De Launay, “discovered in grey frock with poppy-coloured riband,” is for killing himself with the sword of his cane. He shall to the Hôtel de Ville; Hulin, Maillard and others escorting him; Elie marching foremost “with the capitulation-paper on his sword’s point.” Through roarings and cursings; through hustlings, clutchings, and at last through strokes! Your escort is hustled aside, felled down; Hulin sinks exhausted on a heap of stones. Miserable De Launay! He shall never enter the Hôtel de Ville: only his “bloody hair-queue, held up in a bloody hand”; that shall enter, for a sign. The bleeding trunk lies on the steps there; the head is off through the streets; ghastly, aloft on a pike. (166)

In Dickens’ version, it is Madame Defarge who cuts off de Launay’s head.

Seven faces of prisoners, suddenly released by the storm that had burst their tomb, were carried high over head: all scared, all lost, all wondering and amazed, as if the Last Day had come.

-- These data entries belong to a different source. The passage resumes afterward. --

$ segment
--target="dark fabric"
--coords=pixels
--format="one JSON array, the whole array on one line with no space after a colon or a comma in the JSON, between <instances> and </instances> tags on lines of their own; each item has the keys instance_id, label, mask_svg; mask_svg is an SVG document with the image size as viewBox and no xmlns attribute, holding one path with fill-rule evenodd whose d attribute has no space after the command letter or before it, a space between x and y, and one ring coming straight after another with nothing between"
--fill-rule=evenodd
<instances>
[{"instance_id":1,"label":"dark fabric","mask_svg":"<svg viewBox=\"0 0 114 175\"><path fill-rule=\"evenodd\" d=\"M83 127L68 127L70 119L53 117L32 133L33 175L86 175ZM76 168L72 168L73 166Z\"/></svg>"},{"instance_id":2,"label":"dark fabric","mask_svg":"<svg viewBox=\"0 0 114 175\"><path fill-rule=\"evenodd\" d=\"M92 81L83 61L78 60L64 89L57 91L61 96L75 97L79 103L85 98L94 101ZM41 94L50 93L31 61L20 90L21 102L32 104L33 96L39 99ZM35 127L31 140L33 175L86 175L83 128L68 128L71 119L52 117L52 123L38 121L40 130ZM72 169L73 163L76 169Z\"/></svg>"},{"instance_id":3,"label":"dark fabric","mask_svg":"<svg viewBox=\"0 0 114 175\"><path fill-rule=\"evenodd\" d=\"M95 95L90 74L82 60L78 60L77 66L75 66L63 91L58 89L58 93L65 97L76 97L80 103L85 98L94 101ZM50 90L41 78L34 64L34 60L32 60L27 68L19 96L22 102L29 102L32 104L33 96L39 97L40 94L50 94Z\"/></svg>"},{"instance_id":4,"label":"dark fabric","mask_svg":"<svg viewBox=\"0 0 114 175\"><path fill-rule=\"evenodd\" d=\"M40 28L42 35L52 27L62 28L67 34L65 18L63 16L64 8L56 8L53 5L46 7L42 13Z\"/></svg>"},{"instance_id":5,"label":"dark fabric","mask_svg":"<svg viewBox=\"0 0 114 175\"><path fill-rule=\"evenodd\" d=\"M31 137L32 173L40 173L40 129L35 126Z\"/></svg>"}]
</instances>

When the Bastille was taken on July 14, 1789, there were only seven prisoners in it to be liberated (Carlyle notes that “Along the streets of Paris circulate Seven Bastille Prisoners, borne shoulder-high” [167], but does not emphasize that these seven were the only seven). However, as a prison long devoted to the incarceration of political prisoners, many of whom were confined there without trial as a result of the infamous lettres de cachet, it had become symbolic of the political caprices and injustices of the ancien régime.

The “Last Day” is of course the Day of Judgment (Revelations 20:12-13), when the dead are to rise again (the implication being that the prisoners of the Bastille were buried alive, and expected to be liberated only with the final liberation of the Apocalypse). The seven prisoners liberated from the Bastille consisted of “four forgers, two lunatics, and a ‘jeune noble débauché’ – a disciple of the Marquis de Sade” (Sanders 119).